Alle giuste e pertinenti osservazioni di Porfiri, mi permetto di allegare due pensieri riguardanti il chi utilizza la chitarra e il che cosa viene eseguito in quel “99% dei casi”.

1) Come mai la chitarra viene così diffusamente impiegata nella liturgia come strumento di accompagnamento? Perché è comunemente ritenuto uno strumento “facile”. Perché con appena qualche settimana di esercizio si riesce ad accompagnare qualche canzone di musica leggera – tipo Sapore di sale di Gino Paoli o Canzone del sole di Battisti – e con qualche esercizio in più, senza conoscere nulla di musica, si accompagna qualche canto nella liturgia. Non si offendano i “chitarristi fai-da-te”, ai quali va anche la mia simpatia, ma sono convinto di non allontanarmi molto dalla realtà. Dan Crary, uno dei pionieri della chitarra acustica, diceva che “la chitarra è lo strumento più facile da suonare male, e più difficile da suonare bene”. E dunque, se per imparare a suonare decentemente questo strumento, ci vogliono anni di studio con metodo, quali risultati si ottengono in pochi mesi? Ciò corrisponde alla dignità della liturgia?
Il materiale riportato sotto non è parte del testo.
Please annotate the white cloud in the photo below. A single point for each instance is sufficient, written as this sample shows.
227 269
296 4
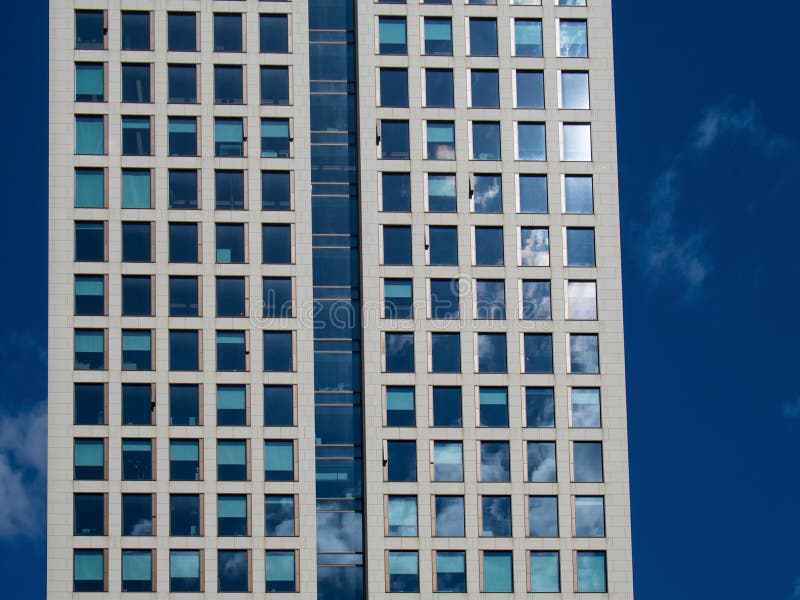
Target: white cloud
23 466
2) L’utilizzo della chitarra nella liturgia come strumento di accompagnamento, implica obbligatoriamente un certo tipo di repertorio che, per stile, andamento melodico e costruzione armonica si avvicina parecchio alla musica leggera e al genere “canzone”. Questo repertorio, forse accettabile in assemblee esclusivamente giovanili, va esaminato con prudenza, poiché alcuni “compositori” non hanno ben chiara la differenza di significato tra il facile, il semplice e il banale. Vi si trovano, pertanto, anche composizioni davvero scadenti, con testi solo genericamente religiosi, sdolcinati, superficiali.

Guardando un po’ meno alle necessità immediate e un po’ di più a lungo termine, sarebbe opportuno indirizzare le persone di buona volontà ad uno studio più serio della musica perché possano svolgere in modo migliore il loro servizio. Toccherebbe al clero fare da guida in quest’ambito? Si, se in questi ultimi due o tre decenni vi fosse stata un’adeguata educazione musicale in seminario. Forse i preti di oggi sentirebbero maggiormente questa necessità.